Northeastern Section - 42nd Annual Meeting (12–14 March 2007)

Paper No. 18
Presentation Time: 8:15 AM-12:00 PM

STRUCTURAL, TEXTURAL AND PETROGRAPHIC VARIATIONS IN ROCKS ON BRUCE HILL, EASTERN SEBAGO MIGMATITE DOMAIN, SOUTHERN MAINE


GULINO, Christopher1, SOLAR, Gary S.1 and TOMASCAK, Paul B.2, (1)Laboratory for Orogenic Studies, Dept. of Earth Sciences, Buffalo State College, 1300 Elmwood Avenue, Buffalo, NY 14222, (2)Department of Earth Sciences, SUNY - Oswego, Oswego, NY 13126, gulicp19@mail.buffalostate.edu

Part of a larger multi-disciplinary study of the rocks of the N Appalachian migmatite-granite belt, this study is one of several concurrent and related projects that together form a database of fine-scale documentation of the Sebago migmatite domain (SMD) and related rocks in S Maine and New Hamphire. For this work, we document variations of mineral content, structures and fabric at the m-scale in rocks of Bruce Hill, Cumberland Ctr, ME. Bruce Hill is in the center of the E part of the SMD that mantles the 400 km2 Permian Sebago granite pluton on its W, N and E.

The SMD is in the NE-SW-trending Devonian central Maine-New Hampshire migmatite belt, and is defined by metapelitic stromatic migmatite and diatexite. Granite bodies are local, cm- to m-scale, and range from medium-grained 2-mica granite to pegmatite, with mineral textures ranging from no fabric to schlieric granite and augen gneiss. Prior mapping grouped the SMD and the Sebago pluton together, but age in the SMD is uncertain because more recent mapping and geochemical data support a distinctive SMD-pluton separation. The SMD on the SE is within the crustal-scale NE-SW-striking dextral Norumbega shear zone system; structure of the E SMB is consistent with that zone.
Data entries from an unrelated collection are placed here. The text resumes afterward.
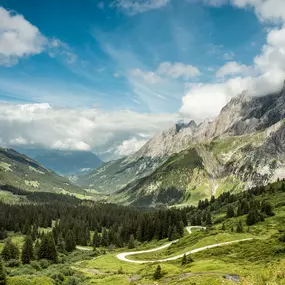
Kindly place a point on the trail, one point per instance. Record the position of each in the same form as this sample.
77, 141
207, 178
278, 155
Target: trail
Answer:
123, 256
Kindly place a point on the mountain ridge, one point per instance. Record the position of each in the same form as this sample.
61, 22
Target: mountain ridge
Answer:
19, 170
242, 116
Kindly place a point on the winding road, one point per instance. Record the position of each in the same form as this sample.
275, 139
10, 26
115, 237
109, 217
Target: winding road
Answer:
123, 256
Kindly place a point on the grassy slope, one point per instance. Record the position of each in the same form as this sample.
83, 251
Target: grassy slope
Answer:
20, 171
255, 261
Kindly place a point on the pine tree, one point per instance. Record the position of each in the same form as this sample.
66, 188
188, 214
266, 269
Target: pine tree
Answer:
96, 239
27, 251
70, 244
131, 242
239, 227
157, 274
189, 259
180, 229
3, 234
184, 260
10, 251
105, 240
267, 209
37, 247
3, 278
230, 212
47, 248
208, 218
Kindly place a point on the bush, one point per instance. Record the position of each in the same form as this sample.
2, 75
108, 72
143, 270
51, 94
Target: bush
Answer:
36, 265
13, 263
57, 277
157, 274
72, 281
44, 263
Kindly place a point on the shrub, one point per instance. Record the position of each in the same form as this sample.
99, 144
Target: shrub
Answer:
157, 274
36, 265
44, 263
72, 281
13, 263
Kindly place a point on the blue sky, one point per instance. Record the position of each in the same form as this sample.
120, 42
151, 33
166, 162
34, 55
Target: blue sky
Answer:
107, 75
107, 42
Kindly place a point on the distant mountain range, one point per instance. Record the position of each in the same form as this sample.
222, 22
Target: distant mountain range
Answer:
243, 147
64, 162
20, 171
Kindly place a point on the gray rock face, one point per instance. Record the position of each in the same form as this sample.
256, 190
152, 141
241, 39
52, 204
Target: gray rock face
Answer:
242, 116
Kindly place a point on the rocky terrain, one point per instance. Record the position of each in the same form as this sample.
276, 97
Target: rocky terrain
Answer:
19, 170
242, 147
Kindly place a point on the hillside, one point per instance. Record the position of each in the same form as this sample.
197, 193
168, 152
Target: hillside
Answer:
64, 162
241, 148
20, 171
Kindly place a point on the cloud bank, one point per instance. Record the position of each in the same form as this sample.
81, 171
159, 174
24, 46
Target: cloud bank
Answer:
40, 125
265, 75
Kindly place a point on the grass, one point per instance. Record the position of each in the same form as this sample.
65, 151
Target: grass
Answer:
195, 240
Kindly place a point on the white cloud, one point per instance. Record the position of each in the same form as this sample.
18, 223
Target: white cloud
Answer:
234, 68
130, 146
101, 5
18, 38
266, 10
215, 3
229, 55
147, 76
265, 76
133, 7
40, 125
177, 70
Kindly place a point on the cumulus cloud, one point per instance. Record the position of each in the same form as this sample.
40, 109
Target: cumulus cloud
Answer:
265, 76
234, 68
130, 146
19, 38
147, 76
134, 7
266, 10
40, 125
177, 70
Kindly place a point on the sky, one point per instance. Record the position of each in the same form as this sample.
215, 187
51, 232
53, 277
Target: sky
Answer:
107, 75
Rocks at Bruce Hill are of 5 SMD-typical units; semipelitic schist, stromatic migmatite (locally gneissic), 2-mica granite, pegmatite and granitic augen gneiss. Where fabrics exist, they are consistently 048-055-striking and moderately SE-dipping throughout the exposure. Augen gneiss with S-C fabrics dominates the hill's S slope. The SW slope is migmatite with Bt melanosomes and concordant cm-scale leucosomes. Pegmatite is subordinate on the SW, but dominates the top of the hill. The N slope is Grt-Tm-bearing pegmatite that has increasing grain size with elevation. The E and NE slopes are dominantly semipelitic schist with discordant cm-scale granitic veins and subordinate migmatite and granite.

Questions from Bruce Hill data involve the significance of two granites, one an S-C augen gneiss, and one a 2-mica granite with no apparent solid-state fabric (similar to that of the Sebago pluton to the W). Since the Sebago pluton is Permian, and the country rock is Devonian in the migmatite belt, the granitic rocks could be different in age by ~100 Ma, the augen gneiss recording deformation in the Norumbega system.